Red Flags That Need Immediate Attention

Certain symptoms signal a level of severity that calls for urgent help. These include frequent thoughts about death or dying, feeling like you’re a burden to the people around you, researching methods of self-harm, giving away possessions, or a sudden lack of concern for your own safety. Less obvious warning signs include a sharp increase in alcohol or drug use, reckless driving, and acting far more impulsively than usual.

If you recognize these in yourself, contact the 988 Suicide and Crisis Lifeline (call or text 988) or go to your nearest emergency room. These symptoms don’t mean you’re beyond help. They mean you need support now rather than later.

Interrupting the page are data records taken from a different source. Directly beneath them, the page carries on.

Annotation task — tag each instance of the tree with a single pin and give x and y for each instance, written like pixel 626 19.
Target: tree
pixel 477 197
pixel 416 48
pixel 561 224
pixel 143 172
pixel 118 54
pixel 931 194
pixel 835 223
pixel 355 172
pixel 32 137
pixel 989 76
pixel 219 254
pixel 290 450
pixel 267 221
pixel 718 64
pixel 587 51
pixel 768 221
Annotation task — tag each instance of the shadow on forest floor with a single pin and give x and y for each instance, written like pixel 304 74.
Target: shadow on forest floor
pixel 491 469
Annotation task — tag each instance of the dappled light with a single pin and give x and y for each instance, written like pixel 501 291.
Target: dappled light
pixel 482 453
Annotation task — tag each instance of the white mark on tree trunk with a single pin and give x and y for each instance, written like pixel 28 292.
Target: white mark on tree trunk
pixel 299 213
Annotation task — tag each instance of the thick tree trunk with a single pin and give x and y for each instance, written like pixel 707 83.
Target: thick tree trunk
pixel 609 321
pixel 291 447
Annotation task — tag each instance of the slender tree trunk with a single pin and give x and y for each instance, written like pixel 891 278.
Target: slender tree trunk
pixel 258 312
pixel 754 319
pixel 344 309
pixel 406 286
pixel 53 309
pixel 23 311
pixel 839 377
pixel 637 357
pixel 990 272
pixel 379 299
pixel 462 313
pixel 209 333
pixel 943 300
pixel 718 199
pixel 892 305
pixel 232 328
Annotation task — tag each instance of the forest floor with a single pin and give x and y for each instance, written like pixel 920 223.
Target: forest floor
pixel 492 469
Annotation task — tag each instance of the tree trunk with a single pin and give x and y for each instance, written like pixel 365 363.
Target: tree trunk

What to Do With This Information

If you’ve read through this and several symptoms feel familiar, that recognition is meaningful. Depression distorts your thinking in a specific way: it tells you that how you feel is just how things are, that you’re being dramatic, or that nothing will help. That voice is the illness talking, not reality.

A good first step is taking the PHQ-9 and bringing the results to your primary care doctor. Depression is routinely assessed and treated in general practice. You don’t need a referral to a psychiatrist to start the conversation. Your doctor can rule out other conditions that mimic depression (thyroid disorders, vitamin deficiencies, medication side effects) and discuss whether therapy, medication, or both make sense for your situation.

The two-week threshold matters here. If your symptoms have been present most of the day, nearly every day, for two weeks or more, that’s enough to warrant professional evaluation. You don’t need to wait until things get worse to deserve help.